Most of SIA 3 is situated on well watered, arable land presently cultivated for cereals and fruit trees. Based on the survey data, the first clear evidence of human occupation in this area dates from the Archaic to Classical periods. The remains of these early periods, however, are overshadowed by the impressive remnants of an industrial scale copper smelting workshop dating to the Late Roman period.
Although there are three significant cupriferous ore bodies within a radius of 2 km from the slag heaps at Kouloupakhis, there are none in its direct vicinity. So why was this specific location was chosen for the establishment of such a workshop? In order to function smoothly, a smelting workshop requires ores, fuel and fluxes. The fuel used is charcoal, and although at present Kriadhis hill is nearly denuded, in the past it would have supported good charcoal sources such as Quercus alnifolia.
Chemical analyses of the slags from Kouloupakhis detected a significant amount of manganese, which suggests that umbers were used as fluxes in the smelting furnaces of the Late Roman period. On Kriadhis there are several umber outcrops, and so fluxes would have been readily available as well. The Likythia River and its tributaries would have provided the necessary water for ore beneficiation, clay preparation and drinking, as well as refractory clay and igneous rocks for the construction of the furnaces.

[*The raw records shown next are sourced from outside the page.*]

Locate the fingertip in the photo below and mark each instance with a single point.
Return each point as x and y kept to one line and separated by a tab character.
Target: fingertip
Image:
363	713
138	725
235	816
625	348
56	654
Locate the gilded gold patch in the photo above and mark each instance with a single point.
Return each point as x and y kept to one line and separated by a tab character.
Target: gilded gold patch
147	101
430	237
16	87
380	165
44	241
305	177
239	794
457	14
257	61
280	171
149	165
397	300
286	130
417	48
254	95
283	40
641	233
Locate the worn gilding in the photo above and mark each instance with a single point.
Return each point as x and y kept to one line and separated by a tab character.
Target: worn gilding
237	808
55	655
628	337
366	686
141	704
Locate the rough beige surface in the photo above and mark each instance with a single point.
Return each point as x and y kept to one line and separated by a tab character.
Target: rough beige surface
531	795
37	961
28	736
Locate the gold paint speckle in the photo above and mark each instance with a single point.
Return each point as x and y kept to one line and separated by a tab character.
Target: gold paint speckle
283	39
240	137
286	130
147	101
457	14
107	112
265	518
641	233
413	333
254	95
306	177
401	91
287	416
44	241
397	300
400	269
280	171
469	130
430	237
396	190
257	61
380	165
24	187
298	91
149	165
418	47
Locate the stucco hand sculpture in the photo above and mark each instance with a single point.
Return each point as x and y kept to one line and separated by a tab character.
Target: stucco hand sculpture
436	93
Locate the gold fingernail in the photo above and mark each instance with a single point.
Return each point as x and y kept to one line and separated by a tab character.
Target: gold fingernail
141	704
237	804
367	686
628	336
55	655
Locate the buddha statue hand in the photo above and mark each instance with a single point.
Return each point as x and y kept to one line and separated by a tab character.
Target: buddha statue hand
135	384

The slag heap is clearly the result of large scale production which must have employed a significant number of workers. We should therefore consider where all these people might have lived and where they would have been buried. The distribution of Late Roman pottery within SIA 3 shows a concentration just north of the slag heap. Because it is unlikely that a settlement would have been located so close to copper workshops with their by-products of poisonous sulphur dioxide fumes, we might suggest that these artefacts indicate the location of some kind of mining camp for the workers, or else administrative buildings for the people in charge of the operation.